Why are parts of the next_state equal to the next_state2 which came from a different action on a copied environment?

pseudo-rnd-thoughts commented 6 months ago

Why are parts of the next_state equal to the next_state2 which came from a different action on a copied environment?

Looking at the observation space (https://gymnasium.farama.org/environments/classic_control/cart_pole/#observation-space), all this means is a single action hasn't caused the cart position or angular velocity to change. It is not necessary for an action to affect the whole observation.

But going back to your original post, this is not a bug and deepcopy of CartPole works as expected.

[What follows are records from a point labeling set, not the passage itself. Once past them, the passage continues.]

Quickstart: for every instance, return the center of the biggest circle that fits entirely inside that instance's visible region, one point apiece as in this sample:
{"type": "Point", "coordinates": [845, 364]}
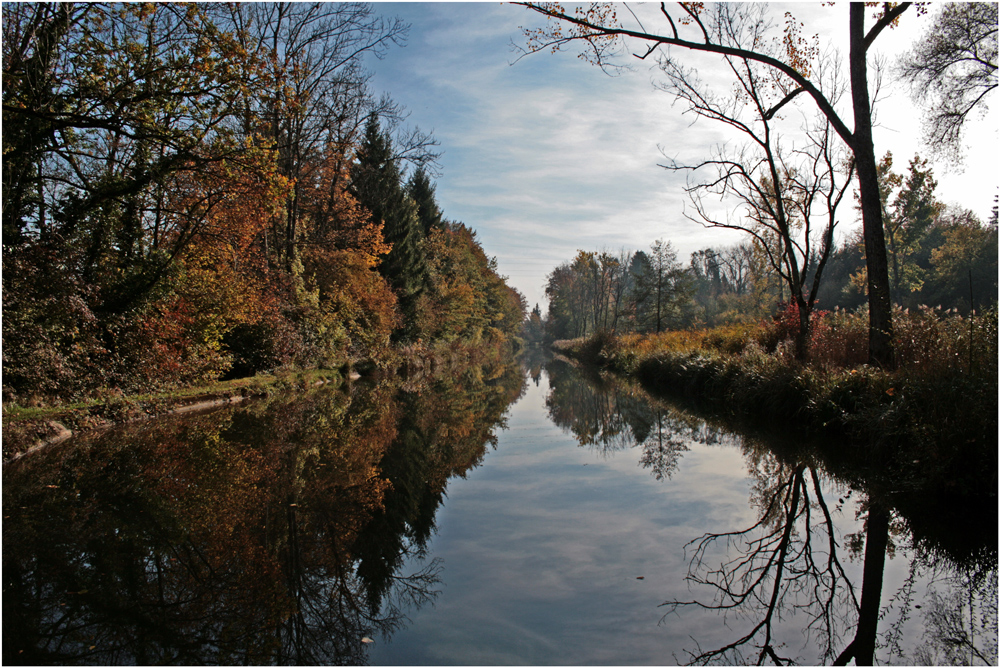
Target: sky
{"type": "Point", "coordinates": [545, 155]}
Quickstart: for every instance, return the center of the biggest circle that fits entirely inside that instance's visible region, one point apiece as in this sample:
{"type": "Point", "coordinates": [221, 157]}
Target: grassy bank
{"type": "Point", "coordinates": [939, 409]}
{"type": "Point", "coordinates": [25, 427]}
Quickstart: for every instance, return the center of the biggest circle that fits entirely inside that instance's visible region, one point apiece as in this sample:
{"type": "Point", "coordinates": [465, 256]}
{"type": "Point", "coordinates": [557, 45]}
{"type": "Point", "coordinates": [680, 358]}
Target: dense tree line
{"type": "Point", "coordinates": [191, 191]}
{"type": "Point", "coordinates": [939, 256]}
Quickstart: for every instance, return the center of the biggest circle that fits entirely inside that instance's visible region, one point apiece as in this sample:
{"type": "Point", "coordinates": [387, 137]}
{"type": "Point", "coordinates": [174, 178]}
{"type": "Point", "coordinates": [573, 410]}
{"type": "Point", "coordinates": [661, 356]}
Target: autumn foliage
{"type": "Point", "coordinates": [178, 202]}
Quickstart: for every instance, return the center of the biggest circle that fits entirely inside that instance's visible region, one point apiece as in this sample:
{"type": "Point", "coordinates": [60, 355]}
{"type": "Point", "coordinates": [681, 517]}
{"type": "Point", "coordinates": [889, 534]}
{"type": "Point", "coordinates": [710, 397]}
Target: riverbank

wjessup commented 6 months ago

This has been bugging me.

How can it be that if you go: right, right, right, right, right, right and build up lots of velocity.. your position is same as if you go: right, right, right, right, right, left?

This isn't a new issue: https://github.com/openai/gym/pull/1019

Per discussion with @joschu - both versions are correct. The old one is the vanilla Euler, and the suggested is semi-implicit Euler. While the new one is more stable, we'd rather not change the behavior of the existing environment. If you'd still like to use semi-implicit Euler, could you add a separate environment flag that turns it on (i.e. by default it is off, and a flag can turn it on)?

I'm not sure why the team decided back then to not change the behavior? I'd recommend doing so.

If if changing the behavior to be the semi-implicit by default isn't possible, then at least document that it's the preferred method and how game engines and reality works.